In the interns, as Sen and his team have shown in previous work, depressive symptoms increased dramatically (126%) during the stressful year of training that includes long and irregular work hours — often in environments far from friends and family.
In the widows and widowers, depressive symptoms increased 34% over their pre-widowhood scores. This correlates with past research showing loss of a spouse can be one of the biggest stressors in a person’s life, Cleary said.
A crossover effect
Then, the researchers factored together the depression symptom findings with each person’s polygenic risk score for depression, and their individual responses to questions about connections with friends, family and other social supporters.

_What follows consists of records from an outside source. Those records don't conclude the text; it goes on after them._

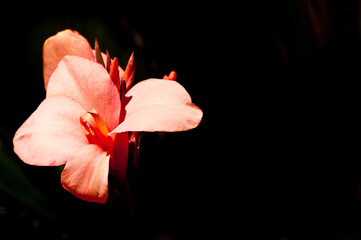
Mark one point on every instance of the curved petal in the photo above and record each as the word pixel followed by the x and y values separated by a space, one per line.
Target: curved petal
pixel 89 84
pixel 86 174
pixel 64 43
pixel 159 105
pixel 119 160
pixel 52 133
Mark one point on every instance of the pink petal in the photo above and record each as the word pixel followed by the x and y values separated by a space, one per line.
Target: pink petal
pixel 119 159
pixel 89 84
pixel 52 133
pixel 158 105
pixel 86 174
pixel 66 42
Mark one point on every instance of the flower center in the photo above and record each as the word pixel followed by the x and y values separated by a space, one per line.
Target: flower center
pixel 96 130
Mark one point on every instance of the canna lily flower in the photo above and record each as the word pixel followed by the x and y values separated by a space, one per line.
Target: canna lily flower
pixel 92 116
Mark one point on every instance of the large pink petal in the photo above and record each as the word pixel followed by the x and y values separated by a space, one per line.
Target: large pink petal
pixel 86 174
pixel 159 105
pixel 89 84
pixel 52 133
pixel 64 43
pixel 119 160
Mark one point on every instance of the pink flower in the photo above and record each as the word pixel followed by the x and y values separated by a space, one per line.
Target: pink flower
pixel 91 115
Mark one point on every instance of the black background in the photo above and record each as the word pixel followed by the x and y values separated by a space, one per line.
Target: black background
pixel 276 154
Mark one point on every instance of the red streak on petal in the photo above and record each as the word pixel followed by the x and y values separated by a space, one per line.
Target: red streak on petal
pixel 96 130
pixel 172 76
pixel 114 72
pixel 128 75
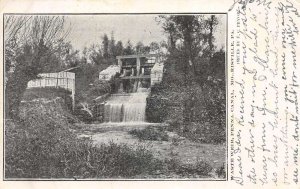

Most of the interns lost social support from their pre-internship days – which fits well with the common experience of leaving the place where they attended medical school and going to a new environment where they may not know anyone.
Interns who had the highest polygenic risk scores and also lost social support had the highest scores on measures of depression symptoms later in the stressful intern year.
Those with the same high level of genetic risk who gained social support, though, had much lower depressive symptoms. In fact, it was lower than even their peers with low genetic risk, no matter what happened to their social support. The researchers call this a “crossover effect.”
Unlike the interns, some widowed individuals reported an increase in social support after the loss of their spouse, potentially as friends and family reached out to offer help or just a listening ear.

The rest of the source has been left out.